95% of VeloKicks’ turnover is off the shelf models, Squillari says, but there’s a remaining 5% that moves the needle on social media – the custom stuff. VeloKicks were one of the early adopters of custom artwork on cycling footwear, a segment that has since grown exponentially. VeloKicks’ custom offerings start at about AU$699, but are charged on a per-project basis. Compared to the growing crop of rivals, “I like to think we go to different depths and new angles,” Squillari says.

“Custom-painted casual kicks are about a billion dollar industry,” Squillari says, “and cycling is really starting to get into it too.” On one hand, that’s been driven by Instagram, and on the other, by advances in paint technology.

The market leader, Angelus Direct, has pushed things forward with their range of acrylic leather paints, with others like Liquid Paints following suit. “[Angelus Direct] saw the trend happening and had a massive headstart on everyone,” Squillari explains. “You need paints that are flexible enough to be used in a shoe application. The paint needs to flex – not stretch, not crack.” 

VeloKicks work with multiple shoe artists based around the world – artists that also do custom sneakers and custom football shoes, alongside cycling shoes. It’s a time-intensive, detail-oriented process. “Normally it takes about eight weeks at the very best,” according to Squillari.

That wasn’t going to be good enough here.

From the company’s home base in Victoria, Australia, Squillari reached out to the Northern Irish shoe artist Shea Gribbon – AKA The Shoe Dr. – to quickly get designs mocked up from a list of concepts suggested by the Toyota Centre management. The artwork they eventually settled on draws on a mirrorball motif, with an abstract pink representation of Dua Lipa on the side – a nod to the album cover of Future Nostalgia, her critically-acclaimed disco-pop smash. 

Gribbon got to work with mock-ups, and Squillari, on the off chance, rushed two pairs of all-white Blanco Dial shoes to Northern Ireland from the company’s Torquay warehouse. Dua Lipa was between shoe sizes, so Gribbon painted two pairs identically – a 39 and a 40 – and then rushed them on to Houston.
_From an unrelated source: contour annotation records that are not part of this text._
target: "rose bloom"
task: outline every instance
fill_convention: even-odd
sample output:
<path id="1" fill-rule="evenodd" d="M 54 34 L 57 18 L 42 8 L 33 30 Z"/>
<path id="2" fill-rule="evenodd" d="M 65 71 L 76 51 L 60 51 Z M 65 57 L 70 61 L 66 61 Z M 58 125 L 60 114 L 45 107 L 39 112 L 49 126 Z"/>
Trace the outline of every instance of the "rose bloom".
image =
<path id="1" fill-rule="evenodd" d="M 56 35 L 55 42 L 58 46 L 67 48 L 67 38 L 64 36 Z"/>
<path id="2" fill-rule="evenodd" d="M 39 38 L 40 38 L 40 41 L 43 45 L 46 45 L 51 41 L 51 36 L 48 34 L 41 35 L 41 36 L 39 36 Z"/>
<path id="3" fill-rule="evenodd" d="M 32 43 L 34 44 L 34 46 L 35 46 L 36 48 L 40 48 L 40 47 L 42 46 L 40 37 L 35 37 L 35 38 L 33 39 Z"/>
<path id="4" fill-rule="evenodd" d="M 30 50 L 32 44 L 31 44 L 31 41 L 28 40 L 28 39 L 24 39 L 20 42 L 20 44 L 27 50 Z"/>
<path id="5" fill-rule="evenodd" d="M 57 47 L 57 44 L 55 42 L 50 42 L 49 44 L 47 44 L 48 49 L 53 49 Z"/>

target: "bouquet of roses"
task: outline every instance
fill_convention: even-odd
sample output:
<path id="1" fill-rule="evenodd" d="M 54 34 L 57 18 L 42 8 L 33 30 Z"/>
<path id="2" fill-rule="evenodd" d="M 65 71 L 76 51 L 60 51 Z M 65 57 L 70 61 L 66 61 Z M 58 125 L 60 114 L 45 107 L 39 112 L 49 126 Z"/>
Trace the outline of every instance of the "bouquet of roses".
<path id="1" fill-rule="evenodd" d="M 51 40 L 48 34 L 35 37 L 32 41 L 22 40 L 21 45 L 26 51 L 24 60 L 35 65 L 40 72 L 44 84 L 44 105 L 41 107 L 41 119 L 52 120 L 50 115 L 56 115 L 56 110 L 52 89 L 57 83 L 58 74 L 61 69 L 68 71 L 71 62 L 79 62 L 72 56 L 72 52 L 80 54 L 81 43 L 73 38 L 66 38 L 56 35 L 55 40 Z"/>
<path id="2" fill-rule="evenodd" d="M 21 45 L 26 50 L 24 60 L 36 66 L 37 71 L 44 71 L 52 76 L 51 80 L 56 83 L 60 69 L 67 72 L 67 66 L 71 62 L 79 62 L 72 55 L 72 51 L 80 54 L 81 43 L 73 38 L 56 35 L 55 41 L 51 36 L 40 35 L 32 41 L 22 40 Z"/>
The Shoe Dr was at work night …
… and day.

By the time they’d arrived at their final destination, the shoes had done some pretty serious air miles. “It was, uh, pretty expensive,” Squillari says with a laugh. 

Dua Lipa is in the middle of a pretty staggering streak of success, with her song ‘Levitating’ reaching number one on the US chart; it’s been in the top 100 for more than 70 weeks, the longest-charting song by a woman ever. The musically-literate album it came from, Future Nostalgia, topped the charts in the UK, and received six Grammy nominations. Dua Lipa is also a LGBT advocate and part of a politically engaged wave of young pop stars, campaigning for the rights of oppressed minorities in Sudan, Palestine and Kosovo – the country that her parents are from, and where she lived for a time as a child.

As a cyclist, she’s a bit more of a blank slate. As you’d expect for an artist with 80 million followers, her Instagram profile seems a fairly carefully constructed marketing tool, but there are a few glimpses of a passion for bikes. She’s got a vintage green town bike that she carries her dog around in a basket on the front of, and paparazzi have captured her out for rides in the past.

Apparently she’s also a spin bike enthusiast – and perhaps even a secret road cyclist. After all, Squillari reasons, “they’re road shoes, not spin shoes. As a cyclist, you’re pretty incognito, once you’ve got the helmet and the sunglasses on. Perhaps it’s her escape.” 

It’s a nice thought. Cyclists are a passionate group, and a high-profile global figure like Dua Lipa in the bunch might help grow the community. Maybe it’d even increase cyclist visibility – bring the slightest hint of bike advocacy to the Billboard charts.

Either way, Squillari seems pretty happy with how it all turned out. In Houston this week, half a world away from the Australian warehouse the shoes came from and the Northern Irish artist that painted them, after a manic four and a half weeks, Dua Lipa was presented with her surprise gift.

“She tried them both on, sorta like a Cinderella slipper, and we’re going to do a charity auction for the pair that didn’t fit,” Squillari said. 

One of the world’s biggest pop stars wearing a pair of your cycling shoes: not a bad outcome from a spam email.